As I sit before this computer and trace my life back to some 40 years, I recall that admirers of English movies in Cochin were able to enjoy movies of French director Henri Verneuil such as “Guns for San Sebastian”, “The Sicilian Clan”, “The Burglars”, onscreen at the Sridar Talkies. But amongst the many movies that didn’t make it to the theaters here at that time was the war drama “The 25th Hour” (La Hora 25), starring Anthony Quinn, Virna Lisi, Serge Reggiani, etc – a Metro-Goldwyn-Mayer/Carlo Ponti Production, shot in France and Yugoslavia. This movie, being unavailable with many regular sources, was on my lookout in various countries until I finally found it on a display rack in a shop near the famous flea market of Madrid: El Rastro.
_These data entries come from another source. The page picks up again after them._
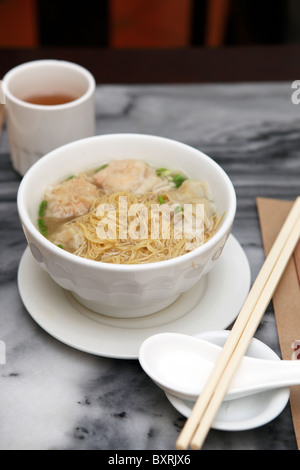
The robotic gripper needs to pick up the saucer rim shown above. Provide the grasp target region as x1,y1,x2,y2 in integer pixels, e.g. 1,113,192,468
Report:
18,234,251,359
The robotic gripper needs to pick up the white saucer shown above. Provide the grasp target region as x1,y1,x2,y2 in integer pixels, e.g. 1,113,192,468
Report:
18,235,250,359
166,331,290,431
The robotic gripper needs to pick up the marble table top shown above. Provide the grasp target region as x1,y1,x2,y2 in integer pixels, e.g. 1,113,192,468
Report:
0,82,300,451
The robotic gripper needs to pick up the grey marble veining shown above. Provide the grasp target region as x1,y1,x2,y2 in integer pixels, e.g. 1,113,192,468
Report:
0,83,300,450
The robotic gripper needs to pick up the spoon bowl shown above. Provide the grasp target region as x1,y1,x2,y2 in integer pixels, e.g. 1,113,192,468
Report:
139,333,300,401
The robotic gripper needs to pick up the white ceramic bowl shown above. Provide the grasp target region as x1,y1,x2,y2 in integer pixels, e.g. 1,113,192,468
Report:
17,134,236,318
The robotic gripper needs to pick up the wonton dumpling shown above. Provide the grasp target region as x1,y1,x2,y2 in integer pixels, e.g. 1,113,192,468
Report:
44,176,99,219
94,160,161,194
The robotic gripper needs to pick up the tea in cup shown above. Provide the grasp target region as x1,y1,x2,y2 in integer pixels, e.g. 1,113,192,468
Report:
2,60,96,176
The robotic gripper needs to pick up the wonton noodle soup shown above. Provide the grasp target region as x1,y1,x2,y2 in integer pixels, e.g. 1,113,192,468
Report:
38,159,221,264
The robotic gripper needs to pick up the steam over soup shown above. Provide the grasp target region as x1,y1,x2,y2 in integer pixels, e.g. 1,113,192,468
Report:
38,160,221,264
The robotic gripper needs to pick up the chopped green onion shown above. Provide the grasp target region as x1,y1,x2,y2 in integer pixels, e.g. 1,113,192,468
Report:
173,174,186,188
38,217,48,237
39,201,48,217
156,168,167,176
95,163,108,173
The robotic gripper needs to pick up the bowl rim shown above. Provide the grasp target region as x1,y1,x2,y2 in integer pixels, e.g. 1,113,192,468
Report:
17,132,237,272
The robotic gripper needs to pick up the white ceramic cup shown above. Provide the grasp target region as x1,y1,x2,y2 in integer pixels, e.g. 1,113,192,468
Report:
2,60,96,176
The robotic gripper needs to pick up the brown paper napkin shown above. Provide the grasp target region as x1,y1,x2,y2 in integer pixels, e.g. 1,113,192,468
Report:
256,198,300,449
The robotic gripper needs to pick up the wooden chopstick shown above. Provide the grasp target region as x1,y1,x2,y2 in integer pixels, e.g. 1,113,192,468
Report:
176,197,300,449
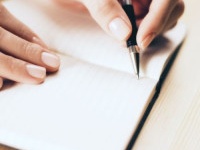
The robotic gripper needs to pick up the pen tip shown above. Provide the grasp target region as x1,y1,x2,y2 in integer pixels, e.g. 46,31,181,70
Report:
137,73,140,80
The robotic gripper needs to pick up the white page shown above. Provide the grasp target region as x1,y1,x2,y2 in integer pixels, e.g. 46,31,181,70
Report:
3,0,185,81
0,0,186,150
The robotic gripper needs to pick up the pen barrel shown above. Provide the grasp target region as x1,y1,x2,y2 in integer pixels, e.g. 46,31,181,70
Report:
122,5,138,47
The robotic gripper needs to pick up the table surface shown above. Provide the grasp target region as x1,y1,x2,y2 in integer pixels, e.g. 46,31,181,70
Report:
0,0,200,150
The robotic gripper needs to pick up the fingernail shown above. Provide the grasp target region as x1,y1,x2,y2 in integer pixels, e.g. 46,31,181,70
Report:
0,78,3,88
140,33,156,50
42,52,60,68
26,64,46,79
109,18,131,41
32,37,48,48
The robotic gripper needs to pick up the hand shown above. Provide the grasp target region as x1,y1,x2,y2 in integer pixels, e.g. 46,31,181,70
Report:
54,0,184,49
0,3,60,88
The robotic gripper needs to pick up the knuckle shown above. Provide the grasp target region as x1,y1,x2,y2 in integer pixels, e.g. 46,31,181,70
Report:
22,42,42,60
89,0,117,17
18,23,30,38
5,56,21,74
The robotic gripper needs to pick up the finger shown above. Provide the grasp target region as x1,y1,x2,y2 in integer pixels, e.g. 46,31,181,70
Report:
162,1,185,32
137,0,178,50
0,77,3,89
0,53,46,84
0,27,60,72
0,3,47,48
79,0,132,40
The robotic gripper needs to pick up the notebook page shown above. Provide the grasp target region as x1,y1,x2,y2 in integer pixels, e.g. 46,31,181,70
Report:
0,56,156,150
0,0,185,149
3,0,185,81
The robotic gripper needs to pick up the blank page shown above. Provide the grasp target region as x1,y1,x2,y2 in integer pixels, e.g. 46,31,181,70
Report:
0,0,184,150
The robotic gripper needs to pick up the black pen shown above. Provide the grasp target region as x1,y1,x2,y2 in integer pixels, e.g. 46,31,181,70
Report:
122,0,140,79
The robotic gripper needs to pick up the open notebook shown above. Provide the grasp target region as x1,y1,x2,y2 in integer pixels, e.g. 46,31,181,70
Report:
0,0,185,150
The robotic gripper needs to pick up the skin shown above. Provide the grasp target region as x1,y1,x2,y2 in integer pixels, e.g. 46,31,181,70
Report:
53,0,184,49
0,0,184,88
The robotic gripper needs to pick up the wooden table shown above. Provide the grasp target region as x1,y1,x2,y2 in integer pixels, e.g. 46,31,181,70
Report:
0,0,200,150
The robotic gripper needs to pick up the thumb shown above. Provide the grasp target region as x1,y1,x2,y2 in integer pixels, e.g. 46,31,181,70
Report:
79,0,132,40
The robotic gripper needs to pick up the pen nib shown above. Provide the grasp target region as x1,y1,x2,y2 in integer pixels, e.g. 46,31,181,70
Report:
129,46,139,80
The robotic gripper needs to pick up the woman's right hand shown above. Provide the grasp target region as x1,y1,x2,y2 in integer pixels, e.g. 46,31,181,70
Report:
0,3,60,88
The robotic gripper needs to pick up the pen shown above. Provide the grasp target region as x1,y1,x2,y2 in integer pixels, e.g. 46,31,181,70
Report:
122,0,140,79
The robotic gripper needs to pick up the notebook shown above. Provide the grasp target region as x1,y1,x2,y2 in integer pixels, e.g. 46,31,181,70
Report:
0,0,185,150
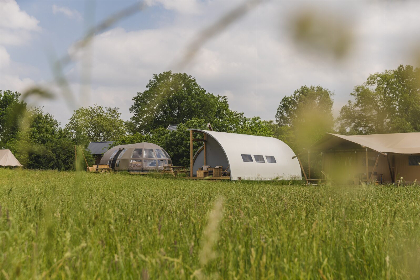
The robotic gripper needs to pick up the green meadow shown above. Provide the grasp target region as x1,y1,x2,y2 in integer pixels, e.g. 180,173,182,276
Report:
0,169,420,279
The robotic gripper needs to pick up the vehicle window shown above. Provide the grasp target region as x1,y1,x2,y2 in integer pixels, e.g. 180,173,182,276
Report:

It features the tragic real-life story of simpleminded Romanian farmer Johann Moritz who is arrested and dragged off to forced labour to work on a canal after being falsely tagged as a Jew by a local police captain so as to get rid of Moritz from his wife Suzanna (the magnetic beauty Virna Lisi) whom the policeman secretly coveted. Anthony Quinn, who had returned from Spain where he had filmed the war movie “Lost Command” in 1966, delivers a worthy performance as the victimized protagonist Moritz. Quinn would once again team with director Verneuil for “Guns for San Sebastian” in the following year.
“The 25th Hour”, a moving saga of brutal behavior of aggressive and demeaning forces and human endurance, opens on March 15, 1939 in Fantana, a small village in Romania, where Moritz and Suzanna were celebrating the baptism of their second child. From there, the story advances to Moritz’s arrest and his senseless plight through a multitude of ordeals that run parallel to the then political and military situation under German, Soviet and American occupation of Central Europe during World War II, and culminates in the poignant tableau of Moritz’s final re-union with his wife and sons after eight years of separation. The tears welling in the eyes of Moritz as he posed with his family before the journalist’s camera in the final scene endorse the dictum that the delay of our dreams does not mean that they have been denied – that the dry seasons in life do not last. The spring rains will come again.
The selection of Mortiz as an ideal specimen of the heroic Aryan race for German propaganda and his trial before the Allied forces in Nuremberg for assisting Nazis, are ironic factors projected in this film, which reveals the devastating effects and the absurdity of war and helplessness of displaced people trapped in its walls of barbed wire. It’s a pity that a worthy theme like “The 25th Hour” was not shown here in Cochin.
This movie is now available at amazon.com, and I like to think that, to avoid versions inflicted with sterner diktats, an uncensored edition would do justice to the movie. The music is provided by Georges Delerue and Maurice Jarre (uncredited) in Westrex Recording System and the script is faithfully based on the novel La vingt-cinquième heure by Romanian diplomat/writer Constantin Virgil Gheorghiu (translated by Monique Saint-Côme). The film has no relation to Spike Lee’s movie of the same name. (© JS/Manningtree Archive.)